Antes habría ignorado estas sutilezas. Pero Marty había cambiado. La estancia en el Santuario lo había cambiado, las elipsis de Carys lo habían cambiado. En muchos aspectos era más complicado que antes, y una parte de él deseaba recuperar la claridad del blanco y negro. Pero sabía muy bien que tal simplicidad era falsa. La experiencia estaba hecha de interminables ambigüedades, de motivos, de sentimientos, de causas y efectos, y para ganar en semejantes circunstancias, tendría que comprender cómo funcionaban esas ambigüedades.

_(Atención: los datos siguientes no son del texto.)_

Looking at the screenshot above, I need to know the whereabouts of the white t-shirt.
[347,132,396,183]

No; ganar no. No había victoria ni derrota: no del modo en que las había entendido antes. El zorro había corrido hacia la izquierda, y él tenía mil libras en el bolsillo, pero no sentía el entusiasmo de cuando ganaba en las carreras de caballos, o en el casino. Tan solo el negro que sangraba y se convertía en blanco, y viceversa, hasta que apenas distinguía el bien del mal.

30

Toy había llamado a la finca a media tarde, había hablado con Pearl, que estaba a punto de marcharse, y le había dejado un mensaje a Marty para que lo llamase al número de Pimlico. Pero Marty no le había devuelto la llamada. Toy se preguntaba si Pearl le habría dado el mensaje, o si Whitehead lo habría interceptado de algún modo, evitando que se hiciera la llamada. Cualquiera que fuese la razón, no había hablado con Marty, y se sentía culpable por ello. Le había prometido a Strauss que lo avisaría si las cosas empezaban a ponerse realmente feas. Y ya lo estaban. Quizá no fuese nada perceptible; las ansiedades que experimentaba Toy eran producto de su instinto, más que de los hechos. Pero Yvonne lo había enseñado a confiar en el corazón y no en la cabeza. Las cosas iban a venirse abajo después de todo; y no había avisado a Marty. Tal vez por eso tenía tan malos sueños, y se despertaba con la cabeza llena de recuerdos desagradables.

Algunos no sobrevivían a la juventud. Algunos morían a una edad temprana, víctimas de su propia hambre de vida. Toy no había sido una de tales víctimas, pero había estado peligrosamente cerca de serlo. Entonces no se había dado cuenta. Estaba tan deslumbrado por las aguas en las que Whitehead lo había introducido que no se había percatado de lo letales que podían ser. Y había acatado fielmente los deseos del gran hombre sin hacer preguntas, ¿verdad? Nunca había vacilado en cumplir su deber, por criminal que pareciese. ¿Por qué había de sorprenderse si al cabo de tantos años los crímenes que había cometido tan a la ligera lo perseguían en silencio? Por eso yacía en un sudor frío, junto a Yvonne que dormía, y una frase le daba vueltas en la cabeza:
Mamoulian vendrá.

Era lo único que tenía claro. El resto (los pensamientos de Marty y de Whitehead) era una mezcla de vergüenzas y acusaciones. Pero esa simple frase, «Mamoulian vendrá», destacaba en la escoria de la incertidumbre como un punto fijo al que se adherían todos sus temores.

Las disculpas no serían suficientes. La humillación no aplacaría al Ultimo Europeo. Porque Toy había sido joven y violento, y había tenido un lado malvado. Una vez, cuando era demasiado joven para saber lo que hacía, había hecho sufrir a Mamoulian, y el arrepentimiento que ahora sentía llegaba demasiado tarde (veinte o treinta años demasiado tarde), y después de todo, ¿acaso no se había beneficiado de su brutalidad durante todos estos años?

—Dios mío —dijo con la respiración entrecortada—, ayúdame.

Asustado, y dispuesto a admitir que lo estaba, si así ella lo consolaba, se dio la vuelta y extendió el brazo hacia Yvonne. Pero ella no estaba, y su lado de la cama estaba frío.